While this evidence did pertain to Norman's credibility, Perkins's relevancy objection was not abandoned when other evidence of Norman's credibility was admitted without objection; such evidence was of a general nature, and was not the same evidence as was elicited here. See Massey v. State, 933 S.W.2d 141, 149 (Tex. Crim. App. 1996) (holding if defendant objects to admission of evidence, but same evidence is subsequently introduced from another source without objection, defendant waives his earlier objection). The record of this case persuades us, however, that error occasioned by the admission of this improper testimony was harmless. The evidence of credibility was cumulative of testimony provided by Foreman and was unrelated to the evidence upon which Perkins was convicted. The admission of the testimony in question was not error of such magnitude that the jury's proper evaluation of the evidence was disrupted. Roberts, 866 S.W.2d at 776.

We overrule this point of contention.

IV. CONCLUSION

Because Norman's testimony was corroborated by evidence that tends to connect Perkins to the transaction and because error in the admission of irrelevant testimony regarding Norman's credibility was harmless, we affirm the judgment of the trial court.





Bailey C. Moseley

Justice



Date Submitted: November 13, 2009

Date Decided: November 18, 2009



Do Not Publish

1. The indictment charged delivery of less than one gram of cocaine, which offense is punishable as a state-jail felony. See Tex. Health & Safety Code Ann. § 481.112(b) (Vernon Supp. 2009). Cocaine is classified as a penalty group 1 controlled substance. See Tex. Health & Safety Code Ann.§ 481.102 (3)(D) (Vernon Supp. 2009). Perkins was also charged as an habitual offender with two previous final felony convictions, the second of which occurred after the first conviction became final. The punishment range thus increased to that of a second-degree felony. See Tex. Penal Code Ann. § 12.42(a)(2) (Vernon Supp. 2009). Because this offense was otherwise punishable as a felony of the second degree, and because it was shown at the punishment phase of the trial that the offense was committed within 1,000 feet of premises owned by an institution of higher learning (Paris Junior College), the offense became punishable as a first-degree felony. See Tex. Health & Safety Code Ann. § 481.134(b)(1) (Vernon Supp. 2009). The punishment range for a first-degree felony is life or five to ninety-nine years in prison. See Tex. Penal Code Ann. § 12.32 (Vernon Supp. 2009).

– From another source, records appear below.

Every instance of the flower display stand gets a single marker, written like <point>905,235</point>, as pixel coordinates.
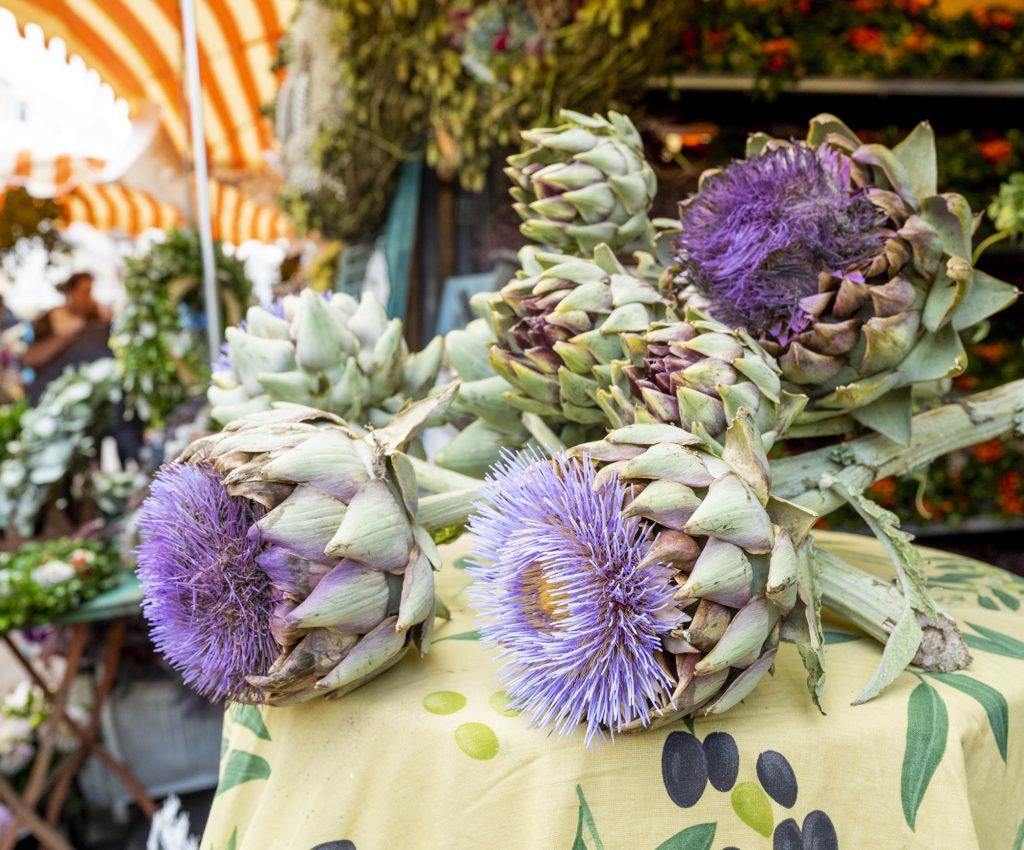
<point>430,756</point>
<point>51,781</point>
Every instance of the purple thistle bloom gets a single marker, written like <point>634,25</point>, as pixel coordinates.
<point>207,601</point>
<point>758,235</point>
<point>560,589</point>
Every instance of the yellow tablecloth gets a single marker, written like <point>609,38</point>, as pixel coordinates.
<point>428,758</point>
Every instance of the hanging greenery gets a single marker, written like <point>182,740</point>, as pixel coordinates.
<point>28,222</point>
<point>371,84</point>
<point>159,337</point>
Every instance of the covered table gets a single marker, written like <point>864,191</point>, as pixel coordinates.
<point>49,780</point>
<point>428,757</point>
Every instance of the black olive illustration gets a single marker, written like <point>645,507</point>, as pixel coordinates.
<point>787,836</point>
<point>777,777</point>
<point>819,834</point>
<point>723,760</point>
<point>684,768</point>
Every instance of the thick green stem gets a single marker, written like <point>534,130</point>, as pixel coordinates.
<point>966,422</point>
<point>875,606</point>
<point>998,236</point>
<point>445,510</point>
<point>437,479</point>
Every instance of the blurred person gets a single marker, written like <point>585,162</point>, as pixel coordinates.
<point>73,333</point>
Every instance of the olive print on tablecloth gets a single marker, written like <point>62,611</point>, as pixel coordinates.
<point>688,765</point>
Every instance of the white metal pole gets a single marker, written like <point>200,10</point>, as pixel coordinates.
<point>211,297</point>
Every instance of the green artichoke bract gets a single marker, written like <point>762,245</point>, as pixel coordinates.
<point>698,374</point>
<point>583,183</point>
<point>845,262</point>
<point>325,351</point>
<point>738,556</point>
<point>558,328</point>
<point>350,571</point>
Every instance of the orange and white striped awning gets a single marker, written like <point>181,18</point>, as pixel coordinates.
<point>238,217</point>
<point>113,207</point>
<point>135,46</point>
<point>47,176</point>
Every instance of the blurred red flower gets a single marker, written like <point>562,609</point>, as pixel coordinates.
<point>867,39</point>
<point>989,451</point>
<point>995,150</point>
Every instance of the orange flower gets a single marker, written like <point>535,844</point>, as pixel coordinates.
<point>717,38</point>
<point>777,45</point>
<point>919,41</point>
<point>995,150</point>
<point>867,40</point>
<point>988,452</point>
<point>884,491</point>
<point>994,352</point>
<point>914,6</point>
<point>1003,19</point>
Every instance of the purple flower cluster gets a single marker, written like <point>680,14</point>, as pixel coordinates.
<point>206,599</point>
<point>758,235</point>
<point>562,591</point>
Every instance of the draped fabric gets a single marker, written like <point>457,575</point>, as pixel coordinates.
<point>135,46</point>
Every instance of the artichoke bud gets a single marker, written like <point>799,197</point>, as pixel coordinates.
<point>733,553</point>
<point>584,183</point>
<point>350,572</point>
<point>899,270</point>
<point>317,336</point>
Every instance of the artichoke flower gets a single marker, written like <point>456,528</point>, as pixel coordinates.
<point>653,583</point>
<point>845,262</point>
<point>583,183</point>
<point>558,327</point>
<point>325,351</point>
<point>300,570</point>
<point>488,424</point>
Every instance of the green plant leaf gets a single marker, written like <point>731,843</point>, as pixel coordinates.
<point>471,635</point>
<point>252,719</point>
<point>586,819</point>
<point>927,728</point>
<point>692,838</point>
<point>994,642</point>
<point>242,767</point>
<point>1008,599</point>
<point>752,804</point>
<point>833,637</point>
<point>990,699</point>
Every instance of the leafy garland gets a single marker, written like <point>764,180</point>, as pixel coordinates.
<point>457,76</point>
<point>43,581</point>
<point>55,440</point>
<point>158,337</point>
<point>782,40</point>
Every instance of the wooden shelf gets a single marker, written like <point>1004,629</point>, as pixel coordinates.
<point>847,85</point>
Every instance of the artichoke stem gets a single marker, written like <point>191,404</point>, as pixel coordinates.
<point>539,429</point>
<point>965,422</point>
<point>875,605</point>
<point>437,479</point>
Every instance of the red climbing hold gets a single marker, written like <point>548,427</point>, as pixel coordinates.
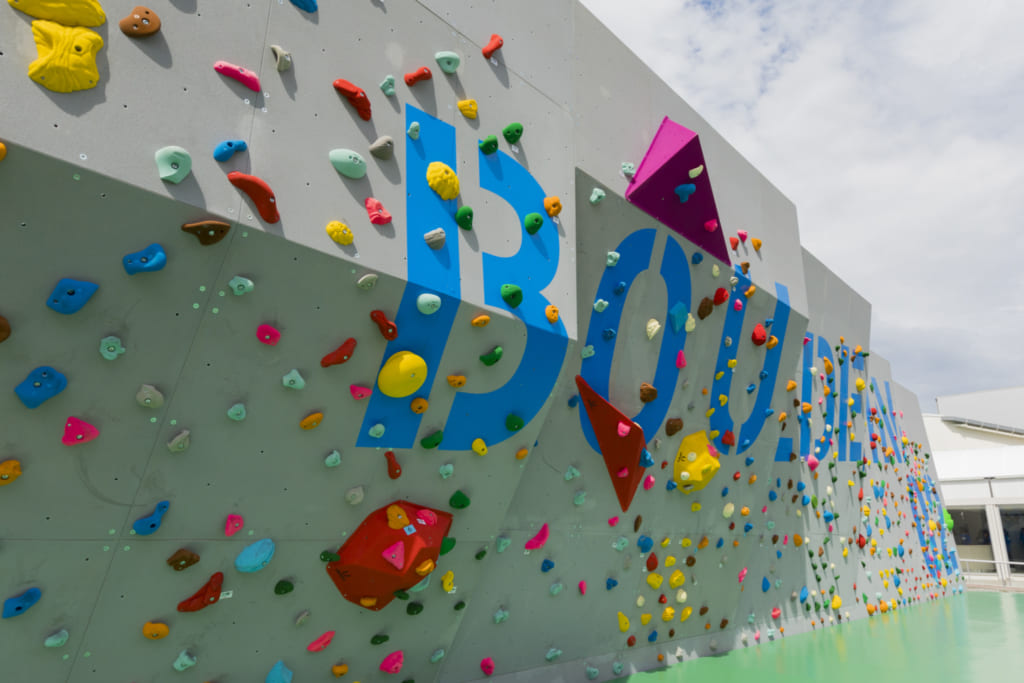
<point>361,572</point>
<point>205,596</point>
<point>493,46</point>
<point>340,354</point>
<point>620,452</point>
<point>259,193</point>
<point>388,329</point>
<point>356,97</point>
<point>421,74</point>
<point>393,468</point>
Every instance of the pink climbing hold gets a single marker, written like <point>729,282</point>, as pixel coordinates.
<point>240,74</point>
<point>395,555</point>
<point>539,540</point>
<point>268,335</point>
<point>321,642</point>
<point>232,524</point>
<point>78,431</point>
<point>392,663</point>
<point>487,666</point>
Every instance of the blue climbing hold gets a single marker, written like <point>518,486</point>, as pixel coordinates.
<point>19,604</point>
<point>151,259</point>
<point>280,673</point>
<point>42,384</point>
<point>684,190</point>
<point>226,150</point>
<point>70,295</point>
<point>646,460</point>
<point>256,556</point>
<point>150,523</point>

2. Norman initially believed the "unknown person" to be Perkins's nephew; later, it became apparent that Norman was dealing with Perkins himself.

3. Foreman and two other officers were positioned at Noyes Stadium, observing the transaction.

4. Because Norman went upstairs to his apartment to visit the restroom when his mother returned home, Foreman was unable to observe him continually while awaiting Perkins's arrival.

5. This offense took place within 1,000 feet of Paris Junior College, an institution of higher learning.

6. Perkins was indicted on an additional charge of delivery of a controlled substance as a result of a sting operation in February 2008; these matters were consolidated for trial. The conviction resulting from the earlier indictment is the subject of a separate appeal before this Court, styled James Edward Perkins v. State, cause number 06-09-00012-CR, the opinion in which is issued of even date herewith.

7. Perkins argues that the testimony in question should have been excluded under Rule 403 of the Texas Rules of Evidence. Rule 403 provides that relevant evidence may be excluded on the ground that the probative value of the evidence is nevertheless substantially outweighed by the danger of unfair prejudice. See Tex. R. Evid. 403. An objection that the evidence is not relevant is not synonymous with an objection that the evidence is unfairly prejudicial under Rule 403. See Montgomery v. State, 810 S.W.2d 372, 389 (Tex. Crim. App. 1990) (op. on reh'g).